The distal third of the esophagus (and may invade the adjacent gastric cardia)
58
In microscopic examination of esophageal carcinoma, tumors typically produce _____ and form \_\_\_\_\_
mucin; glands
59
Squamous cell carcinoma (SCC) typically occurs in what demographic?
African-American male adults older than 45 years of age
60
What are some risk factors associated with SCC?

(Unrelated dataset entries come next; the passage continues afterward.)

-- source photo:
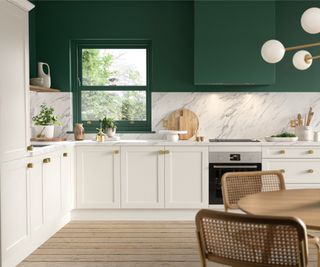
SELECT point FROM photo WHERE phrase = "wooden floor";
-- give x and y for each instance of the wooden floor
(122, 244)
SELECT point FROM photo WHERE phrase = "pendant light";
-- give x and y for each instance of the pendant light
(273, 51)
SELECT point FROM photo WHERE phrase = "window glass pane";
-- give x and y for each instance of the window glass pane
(119, 105)
(103, 67)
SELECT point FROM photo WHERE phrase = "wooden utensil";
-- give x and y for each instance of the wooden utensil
(310, 115)
(299, 119)
(183, 120)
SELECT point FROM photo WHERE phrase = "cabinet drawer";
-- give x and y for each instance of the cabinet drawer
(295, 171)
(290, 152)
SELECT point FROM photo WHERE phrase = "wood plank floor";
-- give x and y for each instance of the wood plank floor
(122, 244)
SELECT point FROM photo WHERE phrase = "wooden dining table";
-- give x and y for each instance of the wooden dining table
(301, 203)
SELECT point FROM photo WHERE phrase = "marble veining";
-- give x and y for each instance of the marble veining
(62, 104)
(237, 115)
(221, 115)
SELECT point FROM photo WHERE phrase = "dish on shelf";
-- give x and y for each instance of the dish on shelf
(281, 139)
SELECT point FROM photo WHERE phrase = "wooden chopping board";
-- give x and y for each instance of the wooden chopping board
(183, 120)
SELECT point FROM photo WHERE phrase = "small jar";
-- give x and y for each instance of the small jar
(304, 133)
(78, 132)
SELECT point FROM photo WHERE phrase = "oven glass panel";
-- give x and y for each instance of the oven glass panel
(216, 171)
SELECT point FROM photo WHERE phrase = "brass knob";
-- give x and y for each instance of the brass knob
(46, 160)
(30, 165)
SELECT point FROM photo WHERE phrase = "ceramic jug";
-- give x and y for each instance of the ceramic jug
(42, 74)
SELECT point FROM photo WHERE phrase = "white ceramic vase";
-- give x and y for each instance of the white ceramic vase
(111, 132)
(43, 131)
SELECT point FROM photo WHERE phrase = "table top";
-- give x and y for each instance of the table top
(301, 203)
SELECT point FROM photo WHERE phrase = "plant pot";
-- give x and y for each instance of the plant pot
(44, 131)
(111, 132)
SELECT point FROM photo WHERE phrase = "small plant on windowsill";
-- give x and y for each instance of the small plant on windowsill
(110, 126)
(100, 137)
(45, 121)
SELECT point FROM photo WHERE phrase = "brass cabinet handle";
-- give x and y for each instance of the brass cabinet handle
(46, 160)
(30, 165)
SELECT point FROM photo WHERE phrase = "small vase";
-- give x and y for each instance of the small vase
(111, 132)
(79, 132)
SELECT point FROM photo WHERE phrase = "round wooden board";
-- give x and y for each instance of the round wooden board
(183, 120)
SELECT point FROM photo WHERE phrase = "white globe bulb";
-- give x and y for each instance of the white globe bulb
(272, 51)
(300, 60)
(310, 20)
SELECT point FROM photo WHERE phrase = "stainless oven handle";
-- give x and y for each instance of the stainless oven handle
(235, 167)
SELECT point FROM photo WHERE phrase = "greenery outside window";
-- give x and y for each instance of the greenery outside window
(112, 78)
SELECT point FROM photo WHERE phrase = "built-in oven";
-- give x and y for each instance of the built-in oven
(222, 162)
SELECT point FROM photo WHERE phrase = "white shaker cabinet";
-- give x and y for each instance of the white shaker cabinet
(164, 177)
(142, 177)
(186, 177)
(36, 194)
(98, 177)
(14, 82)
(52, 186)
(66, 180)
(15, 230)
(300, 165)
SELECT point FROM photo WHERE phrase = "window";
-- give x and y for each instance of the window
(112, 79)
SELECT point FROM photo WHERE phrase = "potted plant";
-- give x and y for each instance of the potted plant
(110, 126)
(100, 137)
(44, 122)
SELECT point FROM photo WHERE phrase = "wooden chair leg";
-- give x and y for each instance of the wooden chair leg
(315, 241)
(202, 255)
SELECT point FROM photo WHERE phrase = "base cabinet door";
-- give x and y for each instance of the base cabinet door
(296, 171)
(98, 177)
(66, 180)
(52, 186)
(14, 209)
(36, 195)
(186, 177)
(142, 177)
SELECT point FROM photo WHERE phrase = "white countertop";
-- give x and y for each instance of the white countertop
(51, 146)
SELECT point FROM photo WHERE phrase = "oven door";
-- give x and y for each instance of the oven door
(216, 171)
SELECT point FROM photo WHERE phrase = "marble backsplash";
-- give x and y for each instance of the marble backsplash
(221, 115)
(238, 115)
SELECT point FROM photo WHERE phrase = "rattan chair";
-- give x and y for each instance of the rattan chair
(236, 185)
(246, 240)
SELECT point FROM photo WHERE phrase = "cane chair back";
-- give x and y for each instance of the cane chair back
(236, 185)
(245, 241)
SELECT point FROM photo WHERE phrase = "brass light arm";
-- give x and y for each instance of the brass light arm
(307, 58)
(301, 46)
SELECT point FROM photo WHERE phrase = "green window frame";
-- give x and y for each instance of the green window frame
(76, 47)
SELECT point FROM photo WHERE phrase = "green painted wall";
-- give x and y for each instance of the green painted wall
(170, 27)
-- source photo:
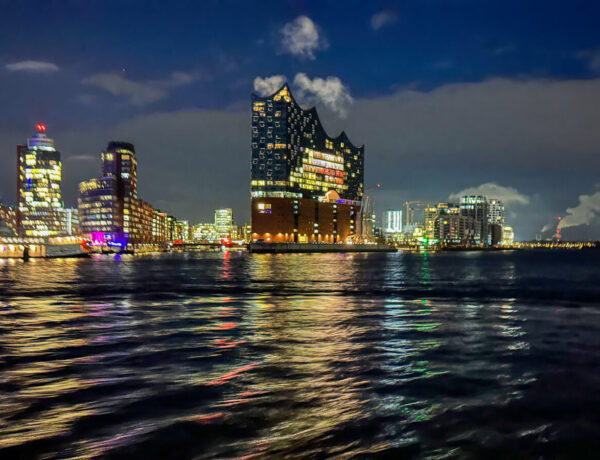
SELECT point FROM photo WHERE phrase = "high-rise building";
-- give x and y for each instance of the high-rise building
(496, 212)
(496, 221)
(7, 220)
(476, 207)
(205, 233)
(39, 175)
(223, 222)
(451, 227)
(106, 204)
(430, 214)
(392, 221)
(69, 221)
(305, 185)
(508, 236)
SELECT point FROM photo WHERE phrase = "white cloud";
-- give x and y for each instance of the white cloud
(139, 93)
(330, 92)
(268, 85)
(32, 66)
(382, 19)
(584, 213)
(508, 195)
(302, 38)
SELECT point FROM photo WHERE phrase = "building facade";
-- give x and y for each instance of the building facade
(110, 211)
(39, 176)
(305, 185)
(224, 222)
(477, 208)
(8, 223)
(106, 204)
(69, 221)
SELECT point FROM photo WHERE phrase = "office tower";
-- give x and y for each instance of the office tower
(106, 204)
(305, 185)
(7, 220)
(39, 174)
(392, 221)
(430, 214)
(223, 222)
(205, 233)
(496, 221)
(69, 221)
(451, 227)
(477, 208)
(508, 236)
(496, 212)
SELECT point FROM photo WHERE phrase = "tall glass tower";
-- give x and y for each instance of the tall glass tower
(305, 185)
(39, 175)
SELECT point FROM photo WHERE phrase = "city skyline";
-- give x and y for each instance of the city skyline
(193, 104)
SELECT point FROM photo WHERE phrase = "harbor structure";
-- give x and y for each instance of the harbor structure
(305, 185)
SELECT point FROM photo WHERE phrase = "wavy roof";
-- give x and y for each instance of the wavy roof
(313, 110)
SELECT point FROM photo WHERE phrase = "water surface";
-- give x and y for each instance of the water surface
(203, 355)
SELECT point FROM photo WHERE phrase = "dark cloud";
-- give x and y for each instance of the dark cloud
(538, 137)
(32, 66)
(383, 18)
(138, 93)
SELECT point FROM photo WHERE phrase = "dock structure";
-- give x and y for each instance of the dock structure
(283, 248)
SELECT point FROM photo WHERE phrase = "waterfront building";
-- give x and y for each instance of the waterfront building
(205, 233)
(496, 212)
(7, 220)
(110, 210)
(69, 221)
(508, 236)
(106, 203)
(477, 208)
(224, 222)
(495, 220)
(392, 221)
(39, 175)
(305, 185)
(392, 225)
(247, 233)
(430, 214)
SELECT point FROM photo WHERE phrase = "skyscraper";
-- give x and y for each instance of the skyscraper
(106, 204)
(496, 220)
(392, 221)
(39, 175)
(223, 222)
(477, 208)
(496, 212)
(305, 185)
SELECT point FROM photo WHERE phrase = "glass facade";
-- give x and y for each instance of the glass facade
(106, 204)
(39, 175)
(293, 157)
(305, 185)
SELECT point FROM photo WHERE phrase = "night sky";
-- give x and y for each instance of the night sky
(446, 96)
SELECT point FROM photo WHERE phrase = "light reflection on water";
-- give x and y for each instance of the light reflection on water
(229, 354)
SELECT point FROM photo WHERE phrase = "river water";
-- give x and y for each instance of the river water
(204, 355)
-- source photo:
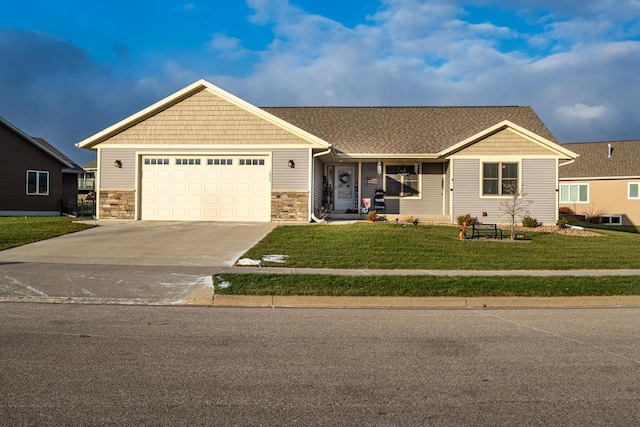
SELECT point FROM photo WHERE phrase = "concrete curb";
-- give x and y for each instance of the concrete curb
(424, 302)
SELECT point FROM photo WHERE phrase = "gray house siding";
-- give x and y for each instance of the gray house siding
(539, 184)
(19, 155)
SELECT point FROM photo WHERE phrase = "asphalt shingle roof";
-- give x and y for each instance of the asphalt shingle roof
(594, 162)
(399, 130)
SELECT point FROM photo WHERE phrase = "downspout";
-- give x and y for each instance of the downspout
(312, 215)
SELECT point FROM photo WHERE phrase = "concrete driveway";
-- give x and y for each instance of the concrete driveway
(136, 262)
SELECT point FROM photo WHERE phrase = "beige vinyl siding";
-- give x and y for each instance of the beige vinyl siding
(539, 185)
(204, 118)
(466, 174)
(318, 174)
(285, 178)
(113, 178)
(447, 188)
(505, 142)
(609, 196)
(367, 191)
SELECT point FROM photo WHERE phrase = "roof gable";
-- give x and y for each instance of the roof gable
(42, 145)
(406, 130)
(203, 126)
(594, 161)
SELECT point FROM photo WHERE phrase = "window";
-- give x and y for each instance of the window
(38, 183)
(499, 179)
(402, 180)
(574, 193)
(611, 219)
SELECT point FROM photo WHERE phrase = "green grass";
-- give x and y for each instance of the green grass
(397, 246)
(422, 286)
(17, 231)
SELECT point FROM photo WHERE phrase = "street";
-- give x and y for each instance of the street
(134, 365)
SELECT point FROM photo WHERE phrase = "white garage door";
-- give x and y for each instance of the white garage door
(205, 188)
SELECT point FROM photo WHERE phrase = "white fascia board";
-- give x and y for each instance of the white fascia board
(91, 141)
(508, 124)
(36, 143)
(383, 156)
(599, 178)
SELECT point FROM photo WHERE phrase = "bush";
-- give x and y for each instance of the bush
(466, 218)
(529, 222)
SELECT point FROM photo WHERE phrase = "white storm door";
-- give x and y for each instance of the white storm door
(344, 190)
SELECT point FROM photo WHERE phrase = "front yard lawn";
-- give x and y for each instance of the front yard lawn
(425, 286)
(398, 246)
(17, 231)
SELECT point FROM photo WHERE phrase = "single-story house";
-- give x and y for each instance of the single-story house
(37, 179)
(604, 181)
(204, 154)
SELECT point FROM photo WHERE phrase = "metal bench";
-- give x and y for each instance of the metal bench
(486, 230)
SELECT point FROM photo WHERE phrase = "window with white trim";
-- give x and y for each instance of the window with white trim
(574, 193)
(402, 180)
(37, 183)
(499, 179)
(633, 192)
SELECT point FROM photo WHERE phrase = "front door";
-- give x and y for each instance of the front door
(344, 185)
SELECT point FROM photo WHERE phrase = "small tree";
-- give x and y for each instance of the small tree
(514, 207)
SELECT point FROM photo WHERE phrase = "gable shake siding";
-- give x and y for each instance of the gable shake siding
(505, 142)
(203, 118)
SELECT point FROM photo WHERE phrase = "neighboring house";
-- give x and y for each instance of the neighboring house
(604, 181)
(204, 154)
(37, 179)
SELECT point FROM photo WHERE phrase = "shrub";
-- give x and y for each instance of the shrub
(466, 218)
(529, 222)
(566, 210)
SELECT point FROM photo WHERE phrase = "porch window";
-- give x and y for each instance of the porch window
(499, 179)
(38, 183)
(402, 180)
(574, 193)
(634, 190)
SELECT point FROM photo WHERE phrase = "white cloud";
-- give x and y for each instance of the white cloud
(582, 112)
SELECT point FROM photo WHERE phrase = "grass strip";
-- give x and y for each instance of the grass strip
(425, 286)
(401, 246)
(17, 231)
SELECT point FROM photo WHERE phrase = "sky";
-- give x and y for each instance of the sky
(70, 68)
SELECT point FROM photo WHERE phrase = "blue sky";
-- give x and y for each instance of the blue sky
(71, 68)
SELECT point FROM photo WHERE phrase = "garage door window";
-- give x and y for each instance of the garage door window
(156, 161)
(187, 161)
(220, 162)
(251, 162)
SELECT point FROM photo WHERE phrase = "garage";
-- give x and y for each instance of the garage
(205, 188)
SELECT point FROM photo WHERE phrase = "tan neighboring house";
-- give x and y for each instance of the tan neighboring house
(203, 154)
(604, 180)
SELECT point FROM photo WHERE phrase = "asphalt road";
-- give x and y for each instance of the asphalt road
(136, 365)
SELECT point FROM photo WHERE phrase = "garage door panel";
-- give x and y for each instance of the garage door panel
(214, 188)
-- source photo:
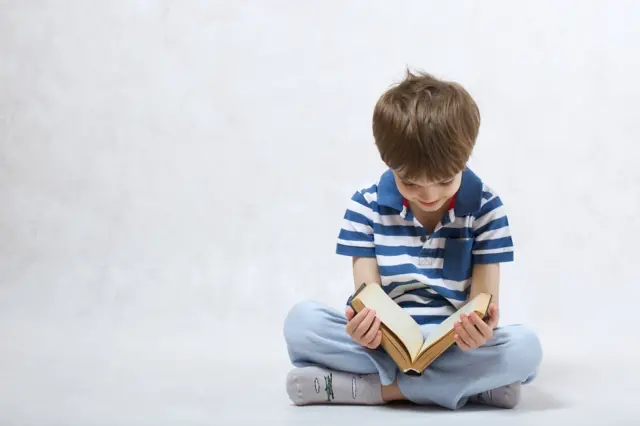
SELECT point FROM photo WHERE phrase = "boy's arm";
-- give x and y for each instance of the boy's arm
(486, 279)
(471, 331)
(365, 270)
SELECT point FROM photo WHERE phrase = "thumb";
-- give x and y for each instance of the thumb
(493, 316)
(349, 313)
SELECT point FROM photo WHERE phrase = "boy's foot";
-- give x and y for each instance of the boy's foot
(314, 385)
(503, 397)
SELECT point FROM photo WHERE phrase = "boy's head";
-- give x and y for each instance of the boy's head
(425, 130)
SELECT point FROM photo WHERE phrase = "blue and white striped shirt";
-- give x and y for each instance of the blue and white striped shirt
(429, 275)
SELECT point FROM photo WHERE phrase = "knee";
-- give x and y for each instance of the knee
(304, 319)
(523, 351)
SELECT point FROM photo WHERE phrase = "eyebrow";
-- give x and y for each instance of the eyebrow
(432, 183)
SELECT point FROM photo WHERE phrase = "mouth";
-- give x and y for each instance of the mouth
(428, 204)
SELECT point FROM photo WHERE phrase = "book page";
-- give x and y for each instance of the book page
(393, 316)
(479, 303)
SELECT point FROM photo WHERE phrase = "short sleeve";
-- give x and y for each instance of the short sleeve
(356, 235)
(492, 235)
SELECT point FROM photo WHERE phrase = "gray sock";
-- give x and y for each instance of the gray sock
(503, 397)
(314, 385)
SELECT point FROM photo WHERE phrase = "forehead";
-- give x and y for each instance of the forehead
(423, 181)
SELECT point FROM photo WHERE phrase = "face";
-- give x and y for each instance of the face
(428, 196)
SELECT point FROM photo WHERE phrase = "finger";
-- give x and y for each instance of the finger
(376, 342)
(460, 342)
(372, 333)
(494, 316)
(349, 313)
(463, 335)
(356, 320)
(364, 325)
(473, 332)
(482, 326)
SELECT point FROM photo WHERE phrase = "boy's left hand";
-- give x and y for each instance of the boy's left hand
(472, 332)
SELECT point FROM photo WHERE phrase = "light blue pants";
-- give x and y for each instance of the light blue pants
(316, 335)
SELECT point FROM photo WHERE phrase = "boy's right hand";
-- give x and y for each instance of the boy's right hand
(364, 327)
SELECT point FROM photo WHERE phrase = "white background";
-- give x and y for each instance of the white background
(173, 177)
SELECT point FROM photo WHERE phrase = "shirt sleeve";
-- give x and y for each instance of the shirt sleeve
(492, 235)
(356, 236)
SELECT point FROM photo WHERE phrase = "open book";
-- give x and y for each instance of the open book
(401, 335)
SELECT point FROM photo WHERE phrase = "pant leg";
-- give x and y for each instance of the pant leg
(512, 355)
(316, 335)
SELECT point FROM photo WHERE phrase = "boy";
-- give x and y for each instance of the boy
(432, 235)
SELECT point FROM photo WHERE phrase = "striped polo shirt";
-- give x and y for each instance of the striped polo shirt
(428, 274)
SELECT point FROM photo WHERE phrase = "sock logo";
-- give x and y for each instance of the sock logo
(353, 387)
(328, 386)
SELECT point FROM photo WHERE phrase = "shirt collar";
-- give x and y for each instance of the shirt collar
(468, 197)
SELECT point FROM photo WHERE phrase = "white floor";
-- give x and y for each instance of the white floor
(84, 375)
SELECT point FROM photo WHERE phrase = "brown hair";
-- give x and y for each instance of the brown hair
(425, 127)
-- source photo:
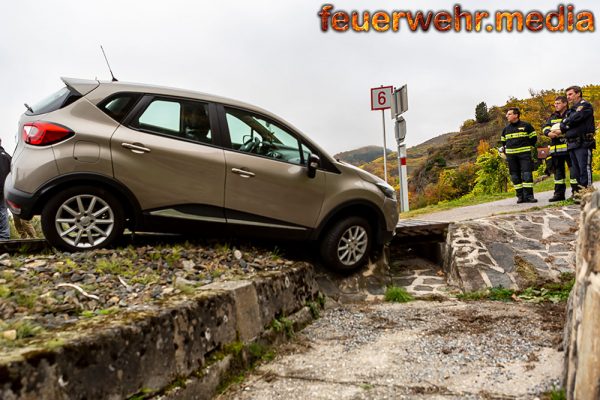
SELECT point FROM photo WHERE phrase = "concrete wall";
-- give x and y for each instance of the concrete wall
(148, 349)
(582, 331)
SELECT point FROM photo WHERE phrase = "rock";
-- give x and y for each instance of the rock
(10, 334)
(36, 264)
(168, 290)
(237, 254)
(188, 265)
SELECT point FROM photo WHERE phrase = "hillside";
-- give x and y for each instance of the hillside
(450, 150)
(362, 155)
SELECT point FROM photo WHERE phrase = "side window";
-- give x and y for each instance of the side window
(254, 134)
(162, 116)
(180, 118)
(118, 106)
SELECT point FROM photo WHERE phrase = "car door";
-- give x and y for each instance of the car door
(167, 157)
(267, 183)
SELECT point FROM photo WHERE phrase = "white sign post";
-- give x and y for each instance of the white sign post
(400, 106)
(381, 99)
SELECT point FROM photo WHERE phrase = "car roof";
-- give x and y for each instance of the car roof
(106, 88)
(85, 86)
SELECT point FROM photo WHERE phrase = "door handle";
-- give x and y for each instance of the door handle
(137, 148)
(243, 173)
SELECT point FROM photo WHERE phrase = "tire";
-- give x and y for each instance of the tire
(347, 244)
(82, 218)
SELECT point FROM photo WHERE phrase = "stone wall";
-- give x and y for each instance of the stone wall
(512, 251)
(149, 349)
(582, 331)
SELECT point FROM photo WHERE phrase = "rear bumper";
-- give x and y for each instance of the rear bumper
(19, 203)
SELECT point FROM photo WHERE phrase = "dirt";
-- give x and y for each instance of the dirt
(418, 350)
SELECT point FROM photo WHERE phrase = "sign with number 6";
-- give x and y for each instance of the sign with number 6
(381, 97)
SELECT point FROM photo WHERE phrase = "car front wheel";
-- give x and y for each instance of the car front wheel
(82, 218)
(347, 244)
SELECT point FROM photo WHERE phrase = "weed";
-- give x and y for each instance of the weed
(276, 254)
(146, 279)
(397, 294)
(501, 294)
(288, 327)
(155, 255)
(54, 344)
(555, 394)
(173, 257)
(257, 350)
(177, 383)
(185, 289)
(223, 249)
(234, 348)
(5, 291)
(106, 266)
(7, 275)
(321, 300)
(276, 325)
(366, 386)
(107, 311)
(26, 329)
(26, 300)
(314, 309)
(145, 393)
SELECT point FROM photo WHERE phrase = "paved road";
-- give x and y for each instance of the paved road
(487, 209)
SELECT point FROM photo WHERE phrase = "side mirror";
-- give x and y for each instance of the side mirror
(313, 164)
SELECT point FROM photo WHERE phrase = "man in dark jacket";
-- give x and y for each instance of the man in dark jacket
(579, 127)
(4, 171)
(559, 157)
(518, 139)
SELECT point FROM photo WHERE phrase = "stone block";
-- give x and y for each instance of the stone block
(248, 322)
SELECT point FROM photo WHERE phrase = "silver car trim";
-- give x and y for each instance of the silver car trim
(241, 222)
(172, 213)
(243, 173)
(136, 148)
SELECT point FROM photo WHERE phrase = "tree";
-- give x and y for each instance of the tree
(481, 113)
(492, 176)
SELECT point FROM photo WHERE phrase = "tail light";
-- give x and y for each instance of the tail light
(42, 133)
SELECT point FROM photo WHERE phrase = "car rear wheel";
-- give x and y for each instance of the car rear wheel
(82, 218)
(347, 244)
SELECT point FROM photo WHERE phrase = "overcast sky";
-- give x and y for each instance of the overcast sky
(273, 54)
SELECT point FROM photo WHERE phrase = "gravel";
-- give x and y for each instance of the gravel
(446, 350)
(50, 291)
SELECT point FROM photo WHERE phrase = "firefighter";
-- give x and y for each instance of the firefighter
(558, 151)
(579, 127)
(518, 139)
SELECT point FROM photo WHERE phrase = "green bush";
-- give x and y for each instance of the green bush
(396, 294)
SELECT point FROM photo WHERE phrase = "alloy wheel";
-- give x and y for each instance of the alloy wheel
(84, 221)
(352, 245)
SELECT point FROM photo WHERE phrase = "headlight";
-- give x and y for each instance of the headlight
(387, 190)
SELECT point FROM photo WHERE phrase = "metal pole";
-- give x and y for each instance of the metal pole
(403, 177)
(384, 147)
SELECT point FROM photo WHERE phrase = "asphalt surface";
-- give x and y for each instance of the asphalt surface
(488, 209)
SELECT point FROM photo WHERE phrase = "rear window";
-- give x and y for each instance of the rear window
(55, 101)
(118, 106)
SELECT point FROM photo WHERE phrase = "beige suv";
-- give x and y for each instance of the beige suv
(97, 157)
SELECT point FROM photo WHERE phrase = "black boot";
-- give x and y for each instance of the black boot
(519, 196)
(557, 197)
(528, 196)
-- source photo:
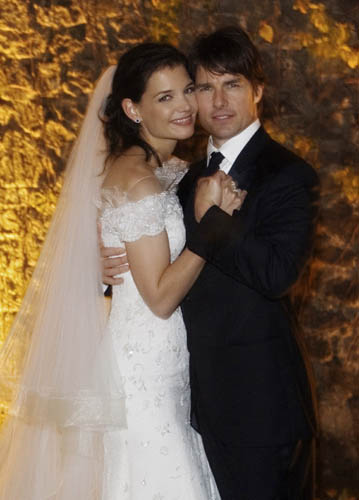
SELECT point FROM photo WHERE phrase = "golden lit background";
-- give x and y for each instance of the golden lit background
(51, 53)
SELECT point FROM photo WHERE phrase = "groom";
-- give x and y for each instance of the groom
(251, 401)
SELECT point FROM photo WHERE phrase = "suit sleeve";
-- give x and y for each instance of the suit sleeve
(269, 254)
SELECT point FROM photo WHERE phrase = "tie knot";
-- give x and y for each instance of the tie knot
(214, 162)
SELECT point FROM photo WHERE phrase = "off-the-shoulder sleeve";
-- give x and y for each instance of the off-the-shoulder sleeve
(131, 220)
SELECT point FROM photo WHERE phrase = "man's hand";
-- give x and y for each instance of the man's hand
(218, 189)
(208, 193)
(114, 262)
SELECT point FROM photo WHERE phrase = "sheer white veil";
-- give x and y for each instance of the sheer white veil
(58, 370)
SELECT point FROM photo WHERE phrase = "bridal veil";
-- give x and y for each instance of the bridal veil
(58, 370)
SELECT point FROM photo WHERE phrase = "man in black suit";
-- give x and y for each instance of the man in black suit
(251, 400)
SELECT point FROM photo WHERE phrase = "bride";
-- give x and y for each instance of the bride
(101, 411)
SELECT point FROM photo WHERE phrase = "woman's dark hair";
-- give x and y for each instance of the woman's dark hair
(228, 50)
(133, 71)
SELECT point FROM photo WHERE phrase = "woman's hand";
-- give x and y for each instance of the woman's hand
(218, 189)
(232, 197)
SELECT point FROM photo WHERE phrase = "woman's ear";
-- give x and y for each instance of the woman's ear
(130, 110)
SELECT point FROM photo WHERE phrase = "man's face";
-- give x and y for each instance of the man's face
(227, 103)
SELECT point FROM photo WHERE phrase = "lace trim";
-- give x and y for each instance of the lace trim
(132, 220)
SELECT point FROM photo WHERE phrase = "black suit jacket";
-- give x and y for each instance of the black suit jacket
(248, 381)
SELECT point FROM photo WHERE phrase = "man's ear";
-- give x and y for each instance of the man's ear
(258, 93)
(130, 110)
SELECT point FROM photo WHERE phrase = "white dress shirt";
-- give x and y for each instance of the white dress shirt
(231, 148)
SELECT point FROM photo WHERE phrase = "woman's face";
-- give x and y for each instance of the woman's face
(168, 107)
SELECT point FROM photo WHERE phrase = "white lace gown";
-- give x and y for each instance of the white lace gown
(159, 456)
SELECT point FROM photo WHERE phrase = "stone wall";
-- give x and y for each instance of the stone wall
(52, 51)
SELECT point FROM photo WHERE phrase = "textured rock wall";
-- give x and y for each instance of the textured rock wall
(52, 51)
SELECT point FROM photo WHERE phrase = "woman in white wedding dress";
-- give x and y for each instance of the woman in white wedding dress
(158, 456)
(102, 412)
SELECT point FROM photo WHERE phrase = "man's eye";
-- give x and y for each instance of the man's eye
(164, 98)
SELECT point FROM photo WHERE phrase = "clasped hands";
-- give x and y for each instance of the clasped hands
(218, 189)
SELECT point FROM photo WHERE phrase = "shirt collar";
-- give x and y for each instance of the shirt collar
(231, 148)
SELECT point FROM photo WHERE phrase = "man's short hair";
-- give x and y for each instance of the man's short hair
(227, 50)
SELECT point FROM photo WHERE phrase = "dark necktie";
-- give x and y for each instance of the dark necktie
(214, 163)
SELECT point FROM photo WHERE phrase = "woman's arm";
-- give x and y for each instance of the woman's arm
(161, 284)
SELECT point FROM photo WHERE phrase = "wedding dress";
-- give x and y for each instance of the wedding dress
(158, 456)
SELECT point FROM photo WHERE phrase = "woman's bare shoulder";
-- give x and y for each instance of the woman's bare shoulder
(126, 171)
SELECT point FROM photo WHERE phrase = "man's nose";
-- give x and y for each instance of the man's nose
(219, 98)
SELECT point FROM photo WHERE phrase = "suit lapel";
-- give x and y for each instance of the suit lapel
(245, 169)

* Alcohol and tobacco use (majority in developed world) * Poverty * History of caustic esophageal injury * Achalasia and Plummer Vinson syndrome * Frequent consumption of very hot beverages * Previous radiation therapy
61
Half of SCCs occur in the ____ part of the esophagus
middle
62
Early lesions of SCC appear as...?
Gray-white plaque like thickenings (can grow into tumor masses that protrude into and obstruct the lumen)
63
Symptoms of esophageal SCC?
* Dysphagia * Odynophagia * Obstruction * Patients may adjust by altering their diet (solid to liquid foods)
64
What are the 5 year survival rates for patients with superficial esophageal carcionma? What is the overall 5 year survival rate?
75%; 9%
65
What lymph nodes are associated with the different parts of the esophagus?
* Upper third: cervical * Middle third: mediastinal, paratracheal, and tracheobronchial * Lower third: gastric and celiac nodes
66
Esophageal carcinoma: * What is the 5 year survival rate for superficial adenocarcinoma? * Overall 5 year survival rate?